David M. Laigaie, an attorney for Islam, chalked up any personal spending that had made its way onto the former CEO’s reimbursement forms as an accounting error.

“While there were mistakes,” he told the jurors in his opening statement earlier this month, “there was no concentrated effort to cheat.”

As for the bonuses, defense attorneys said, both men more than earned that extra pay by managing an organization with budgets in the hundreds of millions of dollars, funded by government grants and donor contributions.

Dawan’s lawyer, Thomas O. Fitzpatrick, stressed that his client hadn’t been accused of any personal spending on himself and had merely signed off on his bosses’ expense reports. He’d had no direct dealings with Bonds, aside from approving the invoices Islam arranged for the school board president to submit.
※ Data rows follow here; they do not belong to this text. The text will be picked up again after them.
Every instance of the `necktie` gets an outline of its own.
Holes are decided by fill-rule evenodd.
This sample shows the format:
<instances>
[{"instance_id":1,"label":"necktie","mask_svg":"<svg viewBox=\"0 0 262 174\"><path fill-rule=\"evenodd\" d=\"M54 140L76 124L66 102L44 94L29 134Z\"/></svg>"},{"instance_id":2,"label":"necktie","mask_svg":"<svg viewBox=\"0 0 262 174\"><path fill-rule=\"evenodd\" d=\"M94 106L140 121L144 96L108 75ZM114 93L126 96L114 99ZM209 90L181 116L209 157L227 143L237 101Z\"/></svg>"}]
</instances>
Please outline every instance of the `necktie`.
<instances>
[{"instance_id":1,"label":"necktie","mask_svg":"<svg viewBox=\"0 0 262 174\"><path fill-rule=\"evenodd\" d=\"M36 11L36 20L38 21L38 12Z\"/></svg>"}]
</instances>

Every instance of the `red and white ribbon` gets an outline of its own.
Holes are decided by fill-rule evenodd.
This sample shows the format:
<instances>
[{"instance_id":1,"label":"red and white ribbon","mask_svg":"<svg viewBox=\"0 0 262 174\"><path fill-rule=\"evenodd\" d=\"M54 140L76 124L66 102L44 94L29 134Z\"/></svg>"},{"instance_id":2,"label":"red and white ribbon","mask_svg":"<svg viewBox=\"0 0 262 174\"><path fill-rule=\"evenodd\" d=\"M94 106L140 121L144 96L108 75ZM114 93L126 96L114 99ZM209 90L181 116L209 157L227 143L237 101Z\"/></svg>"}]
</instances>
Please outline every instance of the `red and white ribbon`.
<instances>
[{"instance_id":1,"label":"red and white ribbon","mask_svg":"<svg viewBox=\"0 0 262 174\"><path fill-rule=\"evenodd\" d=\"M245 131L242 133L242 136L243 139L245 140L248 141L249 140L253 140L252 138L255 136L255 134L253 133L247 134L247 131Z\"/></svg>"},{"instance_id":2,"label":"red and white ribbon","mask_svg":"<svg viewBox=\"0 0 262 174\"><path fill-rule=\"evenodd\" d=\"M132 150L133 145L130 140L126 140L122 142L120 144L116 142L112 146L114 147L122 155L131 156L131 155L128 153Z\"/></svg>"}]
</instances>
And when cash ran short, Dawan risked his own money to bail it out, the attorney said.

“Universal was his life’s work,” Fitzpatrick told jurors. “And when the company was in trouble, he took [equity] out of his home and put it into Universal.”

But if Islam and Dawan had hoped that Universal’s Milwaukee expansion would buoy the organizations ailing finances, those expectations were eventually dashed.

The three schools it operated there continuously struggled to meet enrollment targets and in the middle of the 2016-2017 school year, Universal closed the campuses, terminated its contract with the school district and never repaid the $1 million in rent payments Bonds helped them defer.

The nonprofit continues to operate charter schools in Philadelphia, though its portfolio has shrunk to five campuses.

A spokesperson for Universal hailed Wednesday’s verdict, saying the organization was eager to put the matter behind it and “devote its time and resources exclusively to its dedicated missions.”

“The jury has proved the breach of trust,” he said in a statement. “And we will seek full restitution for the losses incurred.”

In addition to the bribery and embezzlement counts, jurors convicted Islam on charges of tax fraud, concluding he failed to report more than $550,000 in income between 2011 and 2016 — most of it money he’d been accused of stealing from Universal.

U.S. District Judge Gerald A. McHugh is expected to set a sentencing date for both men later this year.